For my project, I will perform some hypertext analysis on Wunderkammer and then design a visualization based on the analysis. As I said before, I am interested in how and how often the different pages connect to each other. By going through the website page by page and listing where the hyperlinks on each page take you, I will create a sort of adjacency matrix where the pages are nodes and adjacent nodes are the pages you can reach directly from a specific page (applying my computer science background here). With this, I will be able to draw a map of Wunderkammer’s internal logic, where each node is a page and edges between nodes represent a hyperlink connection, and node size many represent how many pages lead there.
There is a lot I can do visually that plays on the same ideas of Wunderkammer, like laying my graph out like a human body, mirroring the collection of links on the image that makes up the front cover of Wunderkammer.
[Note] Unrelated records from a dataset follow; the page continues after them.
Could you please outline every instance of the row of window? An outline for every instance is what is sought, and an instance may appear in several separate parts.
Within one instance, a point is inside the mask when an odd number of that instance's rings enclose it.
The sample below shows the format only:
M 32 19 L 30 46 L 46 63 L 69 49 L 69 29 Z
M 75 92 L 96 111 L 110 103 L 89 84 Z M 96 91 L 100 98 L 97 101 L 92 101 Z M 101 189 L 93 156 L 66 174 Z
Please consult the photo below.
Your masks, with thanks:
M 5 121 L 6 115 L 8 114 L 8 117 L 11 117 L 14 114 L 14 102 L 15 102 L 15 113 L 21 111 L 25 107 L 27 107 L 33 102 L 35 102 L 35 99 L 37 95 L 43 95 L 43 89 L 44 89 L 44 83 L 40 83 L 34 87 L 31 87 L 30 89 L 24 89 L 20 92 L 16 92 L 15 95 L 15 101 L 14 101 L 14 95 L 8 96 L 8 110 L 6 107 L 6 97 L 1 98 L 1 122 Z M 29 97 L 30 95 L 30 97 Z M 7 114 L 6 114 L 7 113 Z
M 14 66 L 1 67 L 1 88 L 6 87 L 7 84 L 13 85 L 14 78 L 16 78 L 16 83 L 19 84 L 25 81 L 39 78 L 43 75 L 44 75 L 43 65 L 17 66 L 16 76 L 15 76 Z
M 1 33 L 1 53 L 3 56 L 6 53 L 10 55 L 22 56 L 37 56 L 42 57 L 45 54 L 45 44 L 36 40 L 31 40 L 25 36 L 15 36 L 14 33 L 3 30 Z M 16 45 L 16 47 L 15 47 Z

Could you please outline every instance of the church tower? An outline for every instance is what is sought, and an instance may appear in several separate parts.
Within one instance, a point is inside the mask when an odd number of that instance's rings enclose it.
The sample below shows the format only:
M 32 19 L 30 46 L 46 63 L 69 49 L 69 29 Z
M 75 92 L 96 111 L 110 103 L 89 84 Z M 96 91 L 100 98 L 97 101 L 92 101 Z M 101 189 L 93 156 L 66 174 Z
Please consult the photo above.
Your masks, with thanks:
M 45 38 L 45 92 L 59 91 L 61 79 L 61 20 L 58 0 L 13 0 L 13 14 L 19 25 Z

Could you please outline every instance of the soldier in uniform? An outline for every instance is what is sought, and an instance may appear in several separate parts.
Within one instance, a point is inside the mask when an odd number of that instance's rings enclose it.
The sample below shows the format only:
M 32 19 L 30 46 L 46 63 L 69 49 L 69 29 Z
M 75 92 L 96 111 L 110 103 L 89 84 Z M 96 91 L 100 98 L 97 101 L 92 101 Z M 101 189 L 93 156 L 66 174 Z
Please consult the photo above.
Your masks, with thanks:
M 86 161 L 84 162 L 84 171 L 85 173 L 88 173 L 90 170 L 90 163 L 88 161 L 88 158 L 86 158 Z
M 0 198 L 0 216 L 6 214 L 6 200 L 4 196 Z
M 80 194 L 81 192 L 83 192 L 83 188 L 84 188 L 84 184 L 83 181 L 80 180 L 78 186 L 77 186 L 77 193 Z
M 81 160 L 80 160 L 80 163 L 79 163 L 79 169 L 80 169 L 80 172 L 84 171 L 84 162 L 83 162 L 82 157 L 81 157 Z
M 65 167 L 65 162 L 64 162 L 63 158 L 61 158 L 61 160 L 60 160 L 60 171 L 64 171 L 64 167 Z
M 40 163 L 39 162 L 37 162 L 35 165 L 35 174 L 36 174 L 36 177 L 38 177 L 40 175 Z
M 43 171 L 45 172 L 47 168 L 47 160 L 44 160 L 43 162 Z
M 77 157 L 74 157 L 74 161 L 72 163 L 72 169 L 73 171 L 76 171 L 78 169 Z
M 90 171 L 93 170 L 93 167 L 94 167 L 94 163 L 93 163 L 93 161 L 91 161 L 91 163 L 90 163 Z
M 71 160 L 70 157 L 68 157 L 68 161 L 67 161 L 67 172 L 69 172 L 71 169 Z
I will likely hand draw (or digitally hand draw) my visualization so that I have more control over the visual aspect of my piece and can try to capture the same feeling as the illustrations in Wunderkammer. I hope that my visualization will offer an additional way to understand Wunderkammer by diving into the mechanics that make it so unique, the web of interwoven stories and what they say about each other by being connected in the way they are.


As I said in class, this is a really cool idea. In a way, there’s a kind of “hystericizing” force at work in this project, as the psychoanalysts say, deranging and disordering the body’s organization by moving the organs around and revealing subterranean and subversive ways those organs “talk” to each other. Go forth and prosper: this is a great idea that’s nicely scaled, I think, to an end-of-term project.